The University Health System's success in going "digital" with the roll-out and integration of key technologies, like an electronic medical record, computerized physician orders and results, as well as a Picture Archiving & Communication digital imaging system, has resulted in Bexar County's public hospital district being recognized as this year's recipient of the College of Healthcare Information Management Executives' (CHIME) and the American Hospital Association's (AHA) annual Transformational Leadership Award.
This award is given to the one healthcare organization in the nation determined to have successfully undergone a large scale transformation. According to CHIME, the purpose is to honor the organization that has "excelled in developing and deploying transformational information technology that improves the delivery of care and streamlines administrative services."
Change is difficult for nearly every organization but, as stated in University Health System's nomination, this initiative re-defined the word challenging: "How do you turn a large county-owned hospital district with an aging infrastructure, a large base of nursing and physician leaders with limited computer skills, and an organizational track record of being somewhat reluctant (if not downright resistant) to change, into an innovative leader in the use of advanced computer technologies to improve patient care, safety and coordination? In the case of University Health System, the successful recipe included a chief information officer with vision, tenacity and excellent communication skills, reporting to a president/CEO who was willing to make a significant organizational investment of time, effort and money for payoffs that would be years in the making, and who was willing to make tough decisions and stick to them, even under pressure."

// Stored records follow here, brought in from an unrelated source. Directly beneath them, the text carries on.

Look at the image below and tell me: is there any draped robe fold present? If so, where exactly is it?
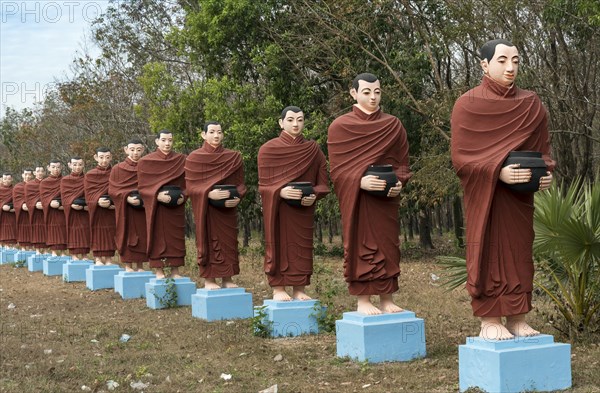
[451,77,555,317]
[327,105,412,295]
[138,149,186,268]
[258,131,329,287]
[185,142,246,278]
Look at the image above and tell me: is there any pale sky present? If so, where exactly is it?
[0,0,108,117]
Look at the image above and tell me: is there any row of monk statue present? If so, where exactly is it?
[0,40,554,339]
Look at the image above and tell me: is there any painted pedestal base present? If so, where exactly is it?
[85,265,125,291]
[15,250,35,266]
[254,299,322,337]
[146,277,196,310]
[0,247,19,265]
[192,288,253,321]
[458,334,571,393]
[335,310,426,363]
[27,254,52,272]
[42,256,71,276]
[63,259,94,282]
[115,271,156,299]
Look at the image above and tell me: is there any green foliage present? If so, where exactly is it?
[250,306,273,338]
[534,181,600,336]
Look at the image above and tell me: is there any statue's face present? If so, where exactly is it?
[154,133,173,154]
[350,80,381,113]
[48,162,62,176]
[201,124,223,147]
[69,160,83,174]
[35,166,46,180]
[125,143,144,162]
[94,151,112,168]
[279,111,304,138]
[481,44,519,86]
[22,171,33,183]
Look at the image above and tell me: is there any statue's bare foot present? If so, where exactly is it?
[204,278,221,289]
[479,317,515,340]
[273,287,292,302]
[292,286,312,300]
[379,294,404,314]
[356,295,383,315]
[222,277,238,288]
[506,314,540,337]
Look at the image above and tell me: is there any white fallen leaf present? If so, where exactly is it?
[221,373,231,381]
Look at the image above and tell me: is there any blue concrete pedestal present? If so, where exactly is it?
[335,310,426,363]
[42,256,71,276]
[458,334,571,393]
[63,259,94,282]
[27,254,52,272]
[254,299,323,337]
[115,271,156,299]
[145,277,196,310]
[0,247,19,265]
[192,288,253,321]
[15,250,35,266]
[85,265,125,291]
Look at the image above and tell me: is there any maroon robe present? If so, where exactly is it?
[138,149,185,268]
[40,175,67,250]
[0,185,17,244]
[108,157,148,263]
[185,142,246,278]
[84,166,116,257]
[60,173,90,255]
[258,131,329,287]
[451,77,555,317]
[327,105,412,295]
[25,179,46,248]
[13,182,31,247]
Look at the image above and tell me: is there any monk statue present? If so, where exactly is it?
[185,121,246,289]
[83,147,116,265]
[108,139,148,272]
[13,168,33,250]
[40,160,67,256]
[327,73,412,315]
[25,165,46,254]
[258,106,329,301]
[451,40,555,340]
[138,130,186,279]
[60,156,90,260]
[0,172,17,246]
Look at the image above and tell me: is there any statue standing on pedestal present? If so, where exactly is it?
[84,147,116,265]
[451,40,555,340]
[258,106,329,301]
[327,73,412,315]
[185,122,246,289]
[108,139,148,272]
[138,130,186,279]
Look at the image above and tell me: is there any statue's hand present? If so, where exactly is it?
[360,175,387,191]
[498,164,531,184]
[279,186,302,199]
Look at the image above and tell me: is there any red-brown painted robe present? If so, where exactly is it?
[0,185,17,245]
[25,179,46,248]
[185,142,246,278]
[108,157,148,263]
[258,131,329,287]
[327,105,412,295]
[451,77,555,317]
[40,175,67,251]
[138,149,185,268]
[60,173,90,255]
[84,166,116,257]
[13,182,31,247]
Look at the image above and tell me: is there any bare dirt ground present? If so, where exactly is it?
[0,240,600,393]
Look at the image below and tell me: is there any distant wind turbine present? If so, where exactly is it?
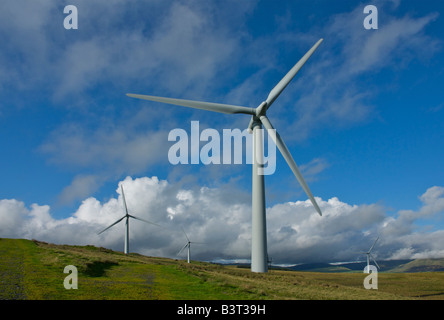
[98,185,160,254]
[127,39,323,272]
[360,236,381,272]
[177,228,202,263]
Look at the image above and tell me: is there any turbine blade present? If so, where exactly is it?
[98,216,126,235]
[128,214,161,227]
[260,116,322,216]
[265,39,324,109]
[370,255,381,269]
[368,236,379,253]
[126,93,256,115]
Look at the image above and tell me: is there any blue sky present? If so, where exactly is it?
[0,0,444,262]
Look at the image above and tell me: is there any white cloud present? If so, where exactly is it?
[0,177,444,263]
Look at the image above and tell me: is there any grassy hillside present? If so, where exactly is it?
[0,239,444,300]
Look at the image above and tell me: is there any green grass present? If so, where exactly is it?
[0,239,444,300]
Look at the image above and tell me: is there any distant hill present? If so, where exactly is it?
[0,238,444,302]
[273,258,444,273]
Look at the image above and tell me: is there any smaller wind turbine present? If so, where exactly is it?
[177,228,202,263]
[98,185,160,254]
[360,236,381,272]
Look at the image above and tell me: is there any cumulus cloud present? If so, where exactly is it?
[0,177,444,263]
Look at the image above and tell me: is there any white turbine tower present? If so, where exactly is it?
[177,229,202,263]
[127,39,323,272]
[98,185,160,254]
[360,236,381,272]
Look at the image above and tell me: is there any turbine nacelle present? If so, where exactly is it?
[127,39,323,272]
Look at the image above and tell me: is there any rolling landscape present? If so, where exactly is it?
[0,238,444,300]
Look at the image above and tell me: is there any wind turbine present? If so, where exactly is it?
[360,236,381,272]
[177,228,202,263]
[98,185,160,254]
[127,39,323,272]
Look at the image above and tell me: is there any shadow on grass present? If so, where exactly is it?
[84,261,118,277]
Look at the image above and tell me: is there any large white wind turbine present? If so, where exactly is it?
[360,236,381,272]
[177,229,202,263]
[98,185,160,254]
[127,39,323,272]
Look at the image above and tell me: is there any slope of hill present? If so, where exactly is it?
[0,239,444,300]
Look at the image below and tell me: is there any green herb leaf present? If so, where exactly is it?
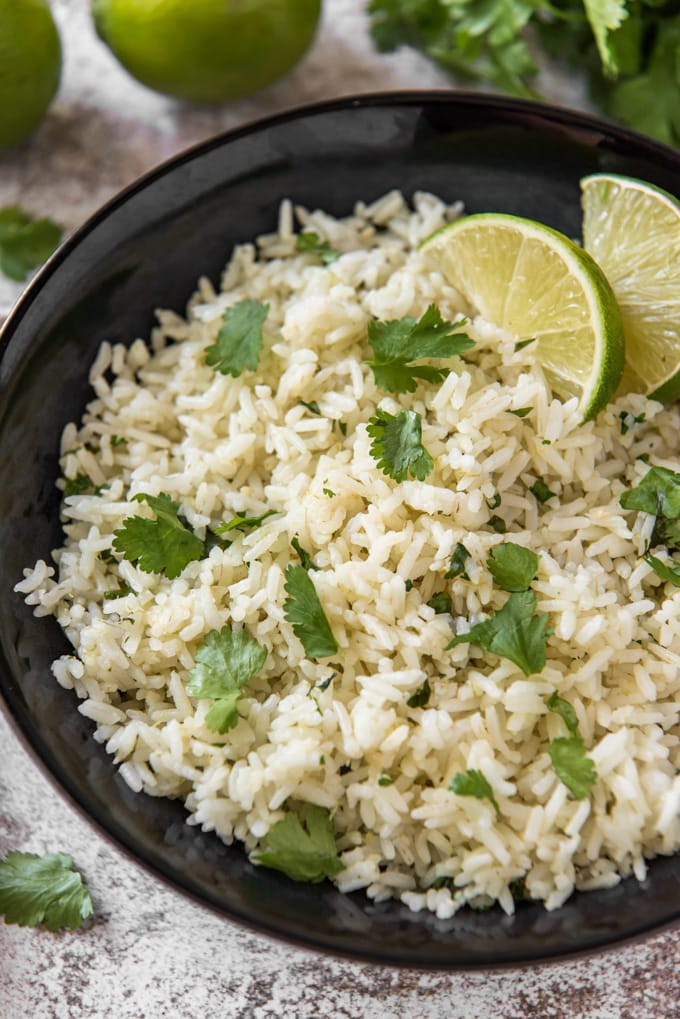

As a result of University Health System's transformational change to go "paperless," nearly 100 percent of patient orders are now being processed electronically. That adds up to about 5.5 million patient care orders and 11 million other electronic documents this year alone.
University Health System continues to expand usage and find new ways to improve patient care. For example, abnormal lab values from patients waiting to be seen by providers in the Emergency Room are now sent by pager to ER staff. Before the new electronic medical record implementation, patients sometimes waited long periods of time to be seen despite having abnormal lab values. Now, abnormal results are acted upon immediately. University Health System averages about 340 pager alerts per month for different types of abnormal lab values.
I am very proud of the leadership this advancement represents for all our community.